Une autre victime, Maria Farmer, qui prétend avoir été tâtonnée par Epstein et Maxwell en 1996, a raconté à l'auteur comment “ parfois elle montait dans la voiture avec chauffeur de Ghislaine lorsque Ghislaine voyait une fille, arrêtait la voiture, sortait et la conduisait à Jeffrey. "

Un livre dévastateur montre comment le gouvernement américain a caché l'ampleur épouvantable de la maltraitance des enfants par Epstein

Le duc d'York avec Emily Maitlis, qui l'a interviewé pour un spécial de la BBC Newsnight. Le prince Andrew a nié à maintes reprises et vigoureusement les allégations de Mlle Roberts

Edwards ajoute: «Parfois, lorsque Maria et Ghislaine traversaient Central Park, Ghislaine abordait une fille s'occupant de ses affaires sur un banc de parc et, en quelques minutes, la convaincait de renoncer à son numéro de téléphone.»

On prétend qu'après que Maria se soit plainte au FBI d'avoir été agressée, elle a été téléphonée par Maxwell, qui aurait prévenu: "Si vous nous dénoncez à nouveau à la police, je vous ferai tuer."

La semaine dernière, il est apparu que Maxwell cherchait de l'argent dans la succession d'Epstein de 550 millions de livres sterling pour payer ses frais juridiques – une décision qui a provoqué la colère des victimes.

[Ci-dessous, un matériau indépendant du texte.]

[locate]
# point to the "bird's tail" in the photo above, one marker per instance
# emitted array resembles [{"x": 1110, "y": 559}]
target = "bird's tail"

La nuit dernière, Edwards a exigé que le prince Andrew accepte d'être interrogé dans le cadre d'une action en justice intentée par cinq de ses clients contre le vaste domaine d'Epstein.

Pendant ce temps, Gloria Allred, une avocate américaine représentant plusieurs autres victimes, a déclaré: «À moins qu'il n'accepte de parler au FBI et ne réponde honnêtement à leurs questions, les victimes et les forces de l'ordre continueront de le poursuivre. Je peux lui assurer qu’aucune armure légale ou garde du Palais ne le protégera de ses tentatives de déjouer la justice et la vérité. »

Une porte-parole du duc d'York a refusé de commenter.